Here's an example. To generate the manifest for
foobar-azure-us-east-preprod
, Genesis would look at the following
files, in order:
- foobar.yml
- foobar-azure.yml (which does not exist in our example)
- foobar-azure-us.yml
- foobar-azure-us-east.yml (again, not extant)
- foobar-azure-us-east-preprod.yml
This allows configuration affecting all Ford sites to live in
foobar.yml
, but still be overridden by the site (foobar-azure-us)
and environment levels. Allowing arbitrary numbers of levels
affoobars us more flexibility than the global/site/env convention of
Genesis v1.
global/ has been replaced by Genesis Kits. Global is where most of our configuration normally lives. For Genesis v2, we want to bundle up these files and distribute them as a separate artifact, the outcome of a process of release engineering, whereby Stark & Wayne consultants determine the best practices for deploying BOSH releases, and codify those best practices using judicious use of Spruce, Vault and some custom glue scripts.

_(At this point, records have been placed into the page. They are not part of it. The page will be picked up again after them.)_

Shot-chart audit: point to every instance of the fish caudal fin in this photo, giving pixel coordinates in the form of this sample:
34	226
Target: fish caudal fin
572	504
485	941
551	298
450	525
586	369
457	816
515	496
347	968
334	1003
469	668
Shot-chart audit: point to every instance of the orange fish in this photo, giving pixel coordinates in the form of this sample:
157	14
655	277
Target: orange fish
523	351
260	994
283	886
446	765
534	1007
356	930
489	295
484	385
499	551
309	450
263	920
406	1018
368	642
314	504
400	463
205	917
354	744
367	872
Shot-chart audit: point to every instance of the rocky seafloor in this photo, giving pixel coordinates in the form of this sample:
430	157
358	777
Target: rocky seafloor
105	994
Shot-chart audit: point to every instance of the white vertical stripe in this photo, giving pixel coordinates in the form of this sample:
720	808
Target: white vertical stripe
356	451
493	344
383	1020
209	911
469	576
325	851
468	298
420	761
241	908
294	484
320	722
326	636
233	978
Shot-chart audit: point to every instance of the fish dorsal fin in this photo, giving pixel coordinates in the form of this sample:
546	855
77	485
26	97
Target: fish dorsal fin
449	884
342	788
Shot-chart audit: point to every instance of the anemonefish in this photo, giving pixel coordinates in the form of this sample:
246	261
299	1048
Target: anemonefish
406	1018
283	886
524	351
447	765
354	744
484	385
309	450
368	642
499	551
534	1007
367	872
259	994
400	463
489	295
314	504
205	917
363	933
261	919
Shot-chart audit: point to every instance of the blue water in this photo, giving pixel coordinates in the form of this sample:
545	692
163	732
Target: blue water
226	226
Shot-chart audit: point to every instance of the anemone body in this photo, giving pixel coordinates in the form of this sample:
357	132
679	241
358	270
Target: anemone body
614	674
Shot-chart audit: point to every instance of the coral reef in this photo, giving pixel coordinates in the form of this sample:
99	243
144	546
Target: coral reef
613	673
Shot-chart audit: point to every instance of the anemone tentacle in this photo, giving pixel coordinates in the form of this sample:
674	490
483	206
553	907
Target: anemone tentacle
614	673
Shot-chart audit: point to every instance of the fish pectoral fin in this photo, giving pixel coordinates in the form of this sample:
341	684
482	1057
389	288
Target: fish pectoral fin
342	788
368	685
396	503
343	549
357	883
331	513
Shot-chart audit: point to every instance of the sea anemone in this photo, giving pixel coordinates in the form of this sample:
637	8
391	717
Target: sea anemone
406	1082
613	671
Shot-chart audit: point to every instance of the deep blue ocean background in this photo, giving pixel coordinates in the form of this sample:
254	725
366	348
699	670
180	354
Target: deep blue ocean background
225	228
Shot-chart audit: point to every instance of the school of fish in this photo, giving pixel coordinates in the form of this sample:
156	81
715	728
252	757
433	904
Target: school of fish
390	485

Unlike Genesis v1 deployment templates, Genesis v2 Kits are versioned, and distributed as opaque archives. Really, these are gzipped (or xz'd) tarballs that will be expanded for merges. The salient point is that these are opaque and versioned.
By being opaque, client operators will avoid modifying them, helping to ensure that they do not deviate from the vision of Stark & Wayne, and essentially fork the kit at the espense of future upgrades.
Versioning these kits means CI pipelines and release notes. Having a CI pipeline that is controlling the official releases allows us to inject whatever method of testing we want to, and have that automated for every commit. Hopefully, these tests will vet our Kits for various scenarios like "a new deployment should succeed" and "upgrades from v1.4 to v1.5 work ok". Making the release process explicit will also force us to write release notes, and better documentation on how to use the kits.
Final BOSH manifests live under manifests/. Since we have no directory structure to speak of, the manifests have to live somewhere. These manifests will be sabotaged so that they cannot easily be used to directly deploy via BOSH. This lets us reap the benefit of having a commited manifest, without running the risk of someone attempting to circumvent the merge structure. In the case of Vaultified deployments, such activity is incredibly harmful.